I've tracked this down to the following
- It only happens when reading a unicode string (encoded using the Encoding.BigEndian)
- It only happens when the string in question is split across two tcp packets (confirmed using wireshark)
I think what is happening is the following (in the context of the example below)
- BinaryReader.ReadChars() is called asking it to read 3 characters (string lengths are encoded before the string itself)
- First loop internally requests a read of 6 bytes (3 remaining characters * 2 bytes/char) off the network stream
- Network stream only has 3 bytes available
- 3 bytes read into local buffer
- Buffer handed to Decoder
- Decoder decodes 1 char, and keeps the other byte in it's own internal buffer
- Second loop internally requests a read of 4 bytes! (2 remaining characters * 2 bytes/char)
- Network stream has all 4 bytes available
- 4 bytes read into local buffer
- Buffer handed to Decoder
- Decoder decodes 2 char, and keeps the remaining 4th bytes internally
- String decode is complete
Serialisation code attempts to unmarshal the next item and croaks because of stream corruption.
char[] buffer = new char[3]; int charIndex = 0; Decoder decoder = Encoding.BigEndianUnicode.GetDecoder(); // pretend 3 of the 6 bytes arrives in one packet byte[] b1 = new byte[] { 0, 83, 0 }; int charsRead = decoder.GetChars(b1, 0, 3, buffer, charIndex); charIndex += charsRead; // pretend the remaining 3 bytes plus a final byte, for something unrelated, // arrive next byte[] b2 = new byte[] { 71, 0, 114, 3 }; charsRead = decoder.GetChars(b2, 0, 4, buffer, charIndex); charIndex += charsRead;
I think the root is a bug in the .NET code which uses charsRemaining * bytes/char each loop to calculate the remaining bytes required. Because of the extra byte hidden in the Decoder this calculation can be off by one causing an extra byte to be consumed off the input stream.
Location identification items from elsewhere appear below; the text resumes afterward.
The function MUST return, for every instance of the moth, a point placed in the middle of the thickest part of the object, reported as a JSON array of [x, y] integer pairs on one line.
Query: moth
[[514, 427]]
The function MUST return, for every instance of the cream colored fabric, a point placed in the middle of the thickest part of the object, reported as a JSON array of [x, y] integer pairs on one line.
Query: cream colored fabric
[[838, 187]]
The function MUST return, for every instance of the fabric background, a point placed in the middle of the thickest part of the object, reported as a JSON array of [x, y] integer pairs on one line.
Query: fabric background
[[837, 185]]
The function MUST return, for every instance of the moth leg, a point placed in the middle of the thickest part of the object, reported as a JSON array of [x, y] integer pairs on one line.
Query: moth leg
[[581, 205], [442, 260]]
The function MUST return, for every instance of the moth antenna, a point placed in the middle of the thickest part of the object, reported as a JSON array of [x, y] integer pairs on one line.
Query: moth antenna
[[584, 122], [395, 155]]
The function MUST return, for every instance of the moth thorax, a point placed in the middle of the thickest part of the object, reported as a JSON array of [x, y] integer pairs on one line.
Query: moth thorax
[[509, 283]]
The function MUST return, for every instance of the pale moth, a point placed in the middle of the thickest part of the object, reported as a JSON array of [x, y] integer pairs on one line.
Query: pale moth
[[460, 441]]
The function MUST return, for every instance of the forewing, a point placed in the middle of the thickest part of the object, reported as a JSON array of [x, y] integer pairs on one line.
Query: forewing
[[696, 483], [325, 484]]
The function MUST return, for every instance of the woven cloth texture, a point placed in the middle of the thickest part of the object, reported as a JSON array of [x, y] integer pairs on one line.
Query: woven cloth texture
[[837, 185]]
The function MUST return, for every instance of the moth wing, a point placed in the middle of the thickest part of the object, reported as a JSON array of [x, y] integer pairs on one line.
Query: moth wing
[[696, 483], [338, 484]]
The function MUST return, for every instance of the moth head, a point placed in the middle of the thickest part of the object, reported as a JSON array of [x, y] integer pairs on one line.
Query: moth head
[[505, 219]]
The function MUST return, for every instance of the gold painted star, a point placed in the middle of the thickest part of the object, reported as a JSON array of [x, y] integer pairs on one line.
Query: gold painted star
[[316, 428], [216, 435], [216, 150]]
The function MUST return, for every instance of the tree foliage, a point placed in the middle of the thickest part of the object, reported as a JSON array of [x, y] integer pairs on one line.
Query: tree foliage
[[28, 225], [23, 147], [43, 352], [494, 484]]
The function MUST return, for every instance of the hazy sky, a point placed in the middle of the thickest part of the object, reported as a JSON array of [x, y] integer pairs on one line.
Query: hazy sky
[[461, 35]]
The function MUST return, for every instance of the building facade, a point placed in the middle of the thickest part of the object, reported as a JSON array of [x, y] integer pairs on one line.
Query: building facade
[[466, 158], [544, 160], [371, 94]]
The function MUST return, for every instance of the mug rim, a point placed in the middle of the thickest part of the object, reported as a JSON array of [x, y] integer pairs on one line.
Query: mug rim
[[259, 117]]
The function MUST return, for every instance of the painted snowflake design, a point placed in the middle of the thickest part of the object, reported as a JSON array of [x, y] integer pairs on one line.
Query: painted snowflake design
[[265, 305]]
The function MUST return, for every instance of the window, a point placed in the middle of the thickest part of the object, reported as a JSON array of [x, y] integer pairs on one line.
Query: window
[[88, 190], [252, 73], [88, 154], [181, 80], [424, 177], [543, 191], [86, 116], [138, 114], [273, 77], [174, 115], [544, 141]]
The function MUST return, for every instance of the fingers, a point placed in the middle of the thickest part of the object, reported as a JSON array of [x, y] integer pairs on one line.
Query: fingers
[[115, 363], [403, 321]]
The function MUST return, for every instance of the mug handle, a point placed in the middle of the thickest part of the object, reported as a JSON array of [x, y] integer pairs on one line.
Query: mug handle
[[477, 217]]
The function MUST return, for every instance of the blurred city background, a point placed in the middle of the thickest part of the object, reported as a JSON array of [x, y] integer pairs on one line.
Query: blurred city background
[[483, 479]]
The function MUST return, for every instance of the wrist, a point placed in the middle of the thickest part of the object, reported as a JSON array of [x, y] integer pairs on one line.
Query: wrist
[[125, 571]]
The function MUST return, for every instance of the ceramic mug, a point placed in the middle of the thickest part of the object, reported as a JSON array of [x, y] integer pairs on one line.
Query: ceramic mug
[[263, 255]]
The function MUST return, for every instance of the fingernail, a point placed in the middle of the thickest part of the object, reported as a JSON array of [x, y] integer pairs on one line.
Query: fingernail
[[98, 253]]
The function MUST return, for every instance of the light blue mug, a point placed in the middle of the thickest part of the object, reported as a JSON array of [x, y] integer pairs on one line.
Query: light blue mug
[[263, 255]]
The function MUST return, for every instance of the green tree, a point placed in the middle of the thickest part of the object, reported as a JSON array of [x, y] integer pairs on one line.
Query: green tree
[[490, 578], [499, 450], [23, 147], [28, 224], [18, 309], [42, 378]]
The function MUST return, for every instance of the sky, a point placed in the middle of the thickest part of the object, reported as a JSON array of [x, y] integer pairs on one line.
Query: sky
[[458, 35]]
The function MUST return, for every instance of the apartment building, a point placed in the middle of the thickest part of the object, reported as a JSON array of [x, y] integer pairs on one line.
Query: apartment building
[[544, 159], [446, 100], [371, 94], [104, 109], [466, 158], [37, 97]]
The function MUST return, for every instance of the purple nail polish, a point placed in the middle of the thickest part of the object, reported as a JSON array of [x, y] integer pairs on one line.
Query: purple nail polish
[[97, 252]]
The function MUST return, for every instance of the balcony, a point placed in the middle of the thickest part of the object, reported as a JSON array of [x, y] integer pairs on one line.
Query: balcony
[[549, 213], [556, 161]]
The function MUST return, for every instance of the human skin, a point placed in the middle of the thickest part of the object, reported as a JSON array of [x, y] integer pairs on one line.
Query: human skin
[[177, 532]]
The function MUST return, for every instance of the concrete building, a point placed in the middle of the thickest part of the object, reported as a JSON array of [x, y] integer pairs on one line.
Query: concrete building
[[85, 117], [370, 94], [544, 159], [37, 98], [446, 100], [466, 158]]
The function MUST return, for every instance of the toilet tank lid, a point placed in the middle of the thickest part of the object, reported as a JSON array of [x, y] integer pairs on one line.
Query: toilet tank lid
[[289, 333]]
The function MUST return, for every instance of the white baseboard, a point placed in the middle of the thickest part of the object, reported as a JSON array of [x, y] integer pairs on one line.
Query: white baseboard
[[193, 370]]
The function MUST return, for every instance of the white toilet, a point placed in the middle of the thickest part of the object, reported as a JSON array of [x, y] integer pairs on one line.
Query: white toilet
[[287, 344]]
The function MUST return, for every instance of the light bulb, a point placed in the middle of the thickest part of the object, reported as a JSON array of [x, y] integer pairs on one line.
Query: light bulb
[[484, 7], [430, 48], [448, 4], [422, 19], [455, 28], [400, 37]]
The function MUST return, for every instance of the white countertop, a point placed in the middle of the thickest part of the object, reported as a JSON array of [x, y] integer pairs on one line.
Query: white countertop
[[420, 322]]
Here's the .NET framework code in question
while (charsRemaining>0) {
// We really want to know what the minimum number of bytes per char
// is for our encoding. Otherwise for UnicodeEncoding we'd have to
// do ~1+log(n) reads to read n characters.
numBytes = charsRemaining;
if (m_2BytesPerChar)
numBytes <<= 1;
numBytes = m_stream.Read(m_charBytes, 0, numBytes);
if (numBytes==0) {
return (count - charsRemaining);
}
charsRead = m_decoder.GetChars(m_charBytes, 0, numBytes, buffer, index);
charsRemaining -= charsRead;
index+=charsRead;
}
I'm not entirely sure if this is a bug or just a misuse of the API. To work round this issue I'm just calculating the bytes required myself, reading them, and then running the byte[] through the relevant Encoding.GetString(). However this wouldn't work for something like UTF-8.
Be interested to hear people's thoughts on this and whether I'm doing something wrong or not. And maybe it will save the next person a few hours/days of tedious debugging.
EDIT: posted to connect Connect tracking item